El corazón, la nada (Antología poética 1994-2014) y Dices

Mañana, 4 de noviembre, presentaré dos libros, El corazón, la nada (Antología poética 1994-2014) y Dices, en la librería Laie, de Barcelona (C/ Pau Claris, 85). Será a las siete y media de la tarde, y contaré para ello con la ayuda de Andreu Navarra, excelente escritor y amigo, y editor, además, de Libros En Su Tinta, la colección en la que ha visto la luz Dices

El corazón, la nada es la primera antología de mis versos que publico en veinte años de creación poética, y por eso, por la importancia que le atribuyo como síntesis representativa de mi actividad, he querido que incluyese muestras de todos mis libros (salvo del primero, Razón de ser, un proyecto primerizo y olvidable), y rodearla de un aparato que contextualizara y razonase, en la medida de lo posible, esa dilatada creación. El libro incorpora, pues, un generoso prólogo de Jordi Doce, gran amigo también, y uno de los mejores críticos -es decir, pensadores de la poesía- de mi generación, y un extenso epílogo mío, titulado "Una poética y algo de historia", en el que doy cuenta de mi concepción de la poesía y de algunas de las vicisitudes escriturarias y editoriales por las que he pasado en estos veinte años: salvando las distancias, aspira a ser algo así como el "Historial de un libro" cernudiano. El corazón, la nada lo ha publicado Amargord Ediciones, en la colección Portbou, que dirige eficazmente Juan Soros: la de los libros morados, aunque ese morado, por algún indescifrable arcano tipográfico, no sea nunca el mismo de un volumen a otro.

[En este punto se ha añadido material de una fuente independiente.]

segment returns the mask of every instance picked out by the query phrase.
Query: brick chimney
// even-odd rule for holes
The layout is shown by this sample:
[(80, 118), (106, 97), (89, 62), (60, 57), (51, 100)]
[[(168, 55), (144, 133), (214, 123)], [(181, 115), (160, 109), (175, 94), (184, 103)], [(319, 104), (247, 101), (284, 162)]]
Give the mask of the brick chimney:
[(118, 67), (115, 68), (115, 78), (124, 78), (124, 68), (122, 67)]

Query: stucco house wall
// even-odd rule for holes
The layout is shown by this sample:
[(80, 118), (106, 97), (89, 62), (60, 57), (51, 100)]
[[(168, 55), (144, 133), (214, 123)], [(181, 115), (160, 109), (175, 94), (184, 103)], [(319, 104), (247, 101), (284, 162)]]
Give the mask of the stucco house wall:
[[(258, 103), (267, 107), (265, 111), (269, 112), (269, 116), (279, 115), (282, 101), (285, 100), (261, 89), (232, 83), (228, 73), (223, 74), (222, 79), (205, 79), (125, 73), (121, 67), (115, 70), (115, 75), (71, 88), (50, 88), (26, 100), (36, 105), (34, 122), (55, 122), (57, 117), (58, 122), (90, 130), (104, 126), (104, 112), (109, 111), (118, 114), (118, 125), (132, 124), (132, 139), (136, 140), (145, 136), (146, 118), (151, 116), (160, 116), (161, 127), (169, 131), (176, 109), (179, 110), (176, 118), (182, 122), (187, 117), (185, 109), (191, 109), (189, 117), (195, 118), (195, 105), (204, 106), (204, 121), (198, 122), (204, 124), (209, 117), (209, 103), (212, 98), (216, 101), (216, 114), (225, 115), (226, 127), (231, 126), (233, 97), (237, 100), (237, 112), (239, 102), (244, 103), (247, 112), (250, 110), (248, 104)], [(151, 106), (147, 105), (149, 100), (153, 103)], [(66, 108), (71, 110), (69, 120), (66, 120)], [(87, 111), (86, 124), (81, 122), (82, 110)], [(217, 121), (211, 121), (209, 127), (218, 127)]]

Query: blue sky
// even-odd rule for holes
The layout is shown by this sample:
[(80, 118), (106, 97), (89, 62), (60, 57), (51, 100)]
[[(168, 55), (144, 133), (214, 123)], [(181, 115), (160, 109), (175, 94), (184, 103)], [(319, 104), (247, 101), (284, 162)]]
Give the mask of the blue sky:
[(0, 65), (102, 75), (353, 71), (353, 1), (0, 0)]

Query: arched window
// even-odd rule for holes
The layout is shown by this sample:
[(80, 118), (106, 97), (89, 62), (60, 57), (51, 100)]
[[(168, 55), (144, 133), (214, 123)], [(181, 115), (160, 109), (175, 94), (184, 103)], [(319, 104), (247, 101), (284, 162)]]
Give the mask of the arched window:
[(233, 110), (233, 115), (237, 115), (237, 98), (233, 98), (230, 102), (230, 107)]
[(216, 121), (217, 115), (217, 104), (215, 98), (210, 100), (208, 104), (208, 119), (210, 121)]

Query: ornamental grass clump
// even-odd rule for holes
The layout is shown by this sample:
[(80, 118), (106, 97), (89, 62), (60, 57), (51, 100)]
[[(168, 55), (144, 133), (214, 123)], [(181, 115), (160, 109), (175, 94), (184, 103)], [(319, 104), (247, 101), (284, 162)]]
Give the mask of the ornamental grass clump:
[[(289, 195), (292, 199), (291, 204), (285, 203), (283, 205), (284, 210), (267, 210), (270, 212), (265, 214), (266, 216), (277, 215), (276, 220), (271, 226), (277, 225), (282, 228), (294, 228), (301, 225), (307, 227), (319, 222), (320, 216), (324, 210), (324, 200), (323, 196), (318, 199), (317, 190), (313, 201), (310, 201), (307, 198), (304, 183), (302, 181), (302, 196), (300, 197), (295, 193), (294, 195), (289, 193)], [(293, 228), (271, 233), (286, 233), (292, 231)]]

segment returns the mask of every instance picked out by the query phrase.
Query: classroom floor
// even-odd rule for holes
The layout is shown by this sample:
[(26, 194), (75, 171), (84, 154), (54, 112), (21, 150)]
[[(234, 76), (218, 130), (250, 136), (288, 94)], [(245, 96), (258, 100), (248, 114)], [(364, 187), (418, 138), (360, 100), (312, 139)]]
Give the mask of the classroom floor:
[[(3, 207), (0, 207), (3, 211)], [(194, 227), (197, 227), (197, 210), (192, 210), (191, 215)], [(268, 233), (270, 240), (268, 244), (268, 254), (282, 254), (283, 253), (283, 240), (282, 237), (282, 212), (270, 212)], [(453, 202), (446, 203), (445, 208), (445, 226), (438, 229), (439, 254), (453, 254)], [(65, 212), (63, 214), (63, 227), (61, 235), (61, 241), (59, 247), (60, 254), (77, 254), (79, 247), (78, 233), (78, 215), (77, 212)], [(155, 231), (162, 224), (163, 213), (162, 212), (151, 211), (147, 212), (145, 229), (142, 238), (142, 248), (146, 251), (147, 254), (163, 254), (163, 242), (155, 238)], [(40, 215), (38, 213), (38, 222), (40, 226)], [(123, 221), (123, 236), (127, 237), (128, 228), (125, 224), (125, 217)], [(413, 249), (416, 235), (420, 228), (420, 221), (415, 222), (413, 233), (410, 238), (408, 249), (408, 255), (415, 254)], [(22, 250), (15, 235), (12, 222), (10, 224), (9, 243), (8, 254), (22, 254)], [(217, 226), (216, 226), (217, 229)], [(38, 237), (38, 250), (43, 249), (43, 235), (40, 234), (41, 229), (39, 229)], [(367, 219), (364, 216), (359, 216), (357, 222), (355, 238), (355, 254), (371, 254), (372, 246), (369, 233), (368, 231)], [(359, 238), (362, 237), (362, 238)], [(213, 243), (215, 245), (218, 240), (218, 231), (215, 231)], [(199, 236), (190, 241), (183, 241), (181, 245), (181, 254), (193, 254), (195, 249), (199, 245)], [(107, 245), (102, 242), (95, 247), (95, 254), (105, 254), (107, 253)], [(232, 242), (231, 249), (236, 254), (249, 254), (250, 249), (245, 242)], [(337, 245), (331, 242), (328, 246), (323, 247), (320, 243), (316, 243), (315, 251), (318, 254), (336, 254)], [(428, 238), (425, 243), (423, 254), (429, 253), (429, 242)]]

Dices, por su parte, es un extenso poema unitario, como tantos otros míos, compuesto por versículos -a veces de una sola frase, a veces estirados hasta el poema en prosa-, en el que pretendo satirizar las conductas y el pensamiento político y social que nos abochornan en España desde hace años, pero también me satirizo a mí. La burla del otro ha de equilibrarse con la burla de uno mismo, tan necesaria y detergente como aquella: si el otro es risible, lo es, en parte, porque también nosotros lo somos: nuestra ridiculez nutre la suya. El libro se desarrolla mediante una sucesión de fragmentos propios, entre los que se insertan citan de destacados líderes políticos, eclesiásticos y militares, y periodistas. Dices lo ha publicado Libros En Su Tinta, la nueva colección de poesía y narrativa inaugurada por Andreu Navarra y Arthur Kelvin Calvet, dueño de la librería homónima, un proyecto artesanal y alternativo, impulsado por la voluntad de ofrecer obras enfrentadas al establishment. Dices ya había visto la luz en el volumen colectivo Libro libre, publicado por Arola Editors, de Tarragona, en el que participé con mis amigos Ramón García Mateos, Alfredo Gavín, Juan López-Carrillo y Vicente Llorente, pero su reedición en Libros En Su Tinta lo ha dotado de un perfil individual y de nueva vida.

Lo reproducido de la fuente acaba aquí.